Tudor Court Portraits (05:00)
The National Portrait Gallery houses three depictions of Elizabeth I including the Ditchley portrait. The vast majority of images of the queen are not from real life. Shaw and a curator discuss how courtiers controlled her image.
Thomas Lawrence depicts the prince-regent as an immaculate hero twenty years younger. James Gillray and Thomas Rawlinson satirize rulers in the 19th Century. Gerald Scarfe lampoons modern politicians such as Tony Blair, choosing a trait to exaggerate in order to make the image recognizable.
Private Portraits (05:36)
Portraits can assert a position in society, reinforce authority, or as a gift. Tudors wear miniatures next to their heart; Shaw explains how a portrait of Henry VII stood in for the king when it was sent to Rome. Harry Jacob's Studio caters to the immigrant population of Brixton.

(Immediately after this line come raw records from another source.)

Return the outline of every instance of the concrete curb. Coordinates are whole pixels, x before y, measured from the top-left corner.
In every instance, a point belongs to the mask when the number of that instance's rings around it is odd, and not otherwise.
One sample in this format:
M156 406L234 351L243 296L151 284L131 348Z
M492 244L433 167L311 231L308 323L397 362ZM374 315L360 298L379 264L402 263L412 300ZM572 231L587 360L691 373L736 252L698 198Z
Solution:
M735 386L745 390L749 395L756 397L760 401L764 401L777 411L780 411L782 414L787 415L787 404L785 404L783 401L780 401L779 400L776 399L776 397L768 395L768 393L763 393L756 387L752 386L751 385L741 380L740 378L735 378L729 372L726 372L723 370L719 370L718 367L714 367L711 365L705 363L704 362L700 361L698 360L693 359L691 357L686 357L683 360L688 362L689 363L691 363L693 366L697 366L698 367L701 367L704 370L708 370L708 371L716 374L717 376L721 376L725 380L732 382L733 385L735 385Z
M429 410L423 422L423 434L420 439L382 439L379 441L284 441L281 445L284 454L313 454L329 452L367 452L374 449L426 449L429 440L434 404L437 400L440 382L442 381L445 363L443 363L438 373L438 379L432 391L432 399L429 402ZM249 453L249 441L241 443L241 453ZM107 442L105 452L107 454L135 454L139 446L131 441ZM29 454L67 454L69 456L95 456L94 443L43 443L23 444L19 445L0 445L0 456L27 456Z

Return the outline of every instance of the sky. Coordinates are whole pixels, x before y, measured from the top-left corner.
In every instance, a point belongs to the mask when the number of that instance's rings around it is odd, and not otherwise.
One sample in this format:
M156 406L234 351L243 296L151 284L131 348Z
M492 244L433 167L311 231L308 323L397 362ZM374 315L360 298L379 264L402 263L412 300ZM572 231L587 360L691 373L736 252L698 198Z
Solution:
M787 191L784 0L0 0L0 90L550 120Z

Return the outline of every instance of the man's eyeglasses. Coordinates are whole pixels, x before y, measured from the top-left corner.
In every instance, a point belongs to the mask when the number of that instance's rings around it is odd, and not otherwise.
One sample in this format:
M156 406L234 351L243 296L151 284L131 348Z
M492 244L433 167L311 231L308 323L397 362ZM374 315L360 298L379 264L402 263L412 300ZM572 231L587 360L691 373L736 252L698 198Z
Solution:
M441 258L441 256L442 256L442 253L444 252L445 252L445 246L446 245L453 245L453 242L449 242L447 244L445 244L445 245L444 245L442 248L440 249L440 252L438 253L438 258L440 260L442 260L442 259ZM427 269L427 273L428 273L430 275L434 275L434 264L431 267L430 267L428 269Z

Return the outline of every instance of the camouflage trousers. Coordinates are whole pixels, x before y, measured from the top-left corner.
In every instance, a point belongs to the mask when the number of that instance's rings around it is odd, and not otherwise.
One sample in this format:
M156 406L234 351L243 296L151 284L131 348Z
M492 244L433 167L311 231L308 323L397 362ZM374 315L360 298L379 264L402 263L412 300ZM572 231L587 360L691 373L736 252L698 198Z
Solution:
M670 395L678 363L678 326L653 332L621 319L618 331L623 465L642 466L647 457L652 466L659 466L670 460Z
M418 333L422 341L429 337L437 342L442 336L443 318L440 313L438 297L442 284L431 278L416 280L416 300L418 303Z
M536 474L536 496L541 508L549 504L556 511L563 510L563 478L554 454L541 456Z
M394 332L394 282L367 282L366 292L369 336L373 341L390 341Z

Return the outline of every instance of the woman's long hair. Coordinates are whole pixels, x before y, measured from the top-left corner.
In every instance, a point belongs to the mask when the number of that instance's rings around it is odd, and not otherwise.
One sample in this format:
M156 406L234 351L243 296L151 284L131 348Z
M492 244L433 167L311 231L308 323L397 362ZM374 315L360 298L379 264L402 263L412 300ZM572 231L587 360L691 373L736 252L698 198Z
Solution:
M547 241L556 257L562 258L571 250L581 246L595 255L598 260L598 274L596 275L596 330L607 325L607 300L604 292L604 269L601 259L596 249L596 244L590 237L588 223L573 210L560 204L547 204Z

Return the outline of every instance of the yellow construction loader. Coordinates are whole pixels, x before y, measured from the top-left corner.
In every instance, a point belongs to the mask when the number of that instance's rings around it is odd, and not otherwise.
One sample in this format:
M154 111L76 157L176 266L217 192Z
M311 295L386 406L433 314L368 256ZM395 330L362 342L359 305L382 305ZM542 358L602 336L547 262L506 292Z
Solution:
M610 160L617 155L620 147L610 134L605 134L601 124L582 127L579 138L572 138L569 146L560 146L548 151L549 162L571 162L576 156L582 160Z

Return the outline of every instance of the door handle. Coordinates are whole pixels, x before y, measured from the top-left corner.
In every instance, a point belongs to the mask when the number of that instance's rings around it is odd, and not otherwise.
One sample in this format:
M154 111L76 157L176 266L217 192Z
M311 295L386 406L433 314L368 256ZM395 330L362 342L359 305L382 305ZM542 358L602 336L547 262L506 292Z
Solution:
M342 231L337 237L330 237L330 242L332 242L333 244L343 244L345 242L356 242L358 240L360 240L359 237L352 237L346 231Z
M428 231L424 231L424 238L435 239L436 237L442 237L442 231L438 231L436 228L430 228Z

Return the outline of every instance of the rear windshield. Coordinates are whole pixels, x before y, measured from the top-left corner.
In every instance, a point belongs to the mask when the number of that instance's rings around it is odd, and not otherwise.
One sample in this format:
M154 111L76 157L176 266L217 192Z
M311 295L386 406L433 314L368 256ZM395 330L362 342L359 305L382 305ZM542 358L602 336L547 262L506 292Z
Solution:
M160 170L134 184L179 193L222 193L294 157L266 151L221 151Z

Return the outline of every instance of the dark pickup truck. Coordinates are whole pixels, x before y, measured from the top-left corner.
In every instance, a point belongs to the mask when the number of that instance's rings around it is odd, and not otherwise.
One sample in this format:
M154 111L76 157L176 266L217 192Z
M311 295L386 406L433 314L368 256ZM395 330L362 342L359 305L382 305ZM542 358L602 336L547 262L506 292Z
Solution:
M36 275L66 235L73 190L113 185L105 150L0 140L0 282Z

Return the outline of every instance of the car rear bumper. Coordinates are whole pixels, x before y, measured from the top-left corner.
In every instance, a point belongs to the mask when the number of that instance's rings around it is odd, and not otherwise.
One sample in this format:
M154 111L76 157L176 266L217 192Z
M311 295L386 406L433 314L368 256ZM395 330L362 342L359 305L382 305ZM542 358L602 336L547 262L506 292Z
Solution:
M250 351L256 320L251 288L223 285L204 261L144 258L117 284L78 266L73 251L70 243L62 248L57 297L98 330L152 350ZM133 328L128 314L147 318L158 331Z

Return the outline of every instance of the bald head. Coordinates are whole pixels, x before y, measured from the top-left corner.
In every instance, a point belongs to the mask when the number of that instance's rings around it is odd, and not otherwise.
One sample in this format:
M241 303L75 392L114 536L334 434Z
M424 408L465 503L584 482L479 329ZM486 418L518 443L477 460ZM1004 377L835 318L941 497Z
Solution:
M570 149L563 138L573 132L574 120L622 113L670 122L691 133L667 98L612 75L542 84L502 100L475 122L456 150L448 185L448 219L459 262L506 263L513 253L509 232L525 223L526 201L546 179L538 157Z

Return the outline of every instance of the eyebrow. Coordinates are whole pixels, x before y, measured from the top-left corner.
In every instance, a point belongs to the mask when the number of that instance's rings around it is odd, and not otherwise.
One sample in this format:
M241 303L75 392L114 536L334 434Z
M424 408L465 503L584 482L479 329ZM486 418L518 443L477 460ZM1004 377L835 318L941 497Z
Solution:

Palace of Holyroodhouse (02:36)
Charles II commissioned Jacob De Wit to make portraits to promote the Stuart Dynasty. The Kings of Scotland are portrayed wearing long cloaks with ermine.
National Portrait Gallery (09:42)
Philip Stanhope, Thomas Babington Macaulay, and Thomas Carlyle wanted to document history through individuals. The founders set rules that they would not obtain a portrait until an individual had been dead for ten years. Fame had to be developed and decided by a contemporary.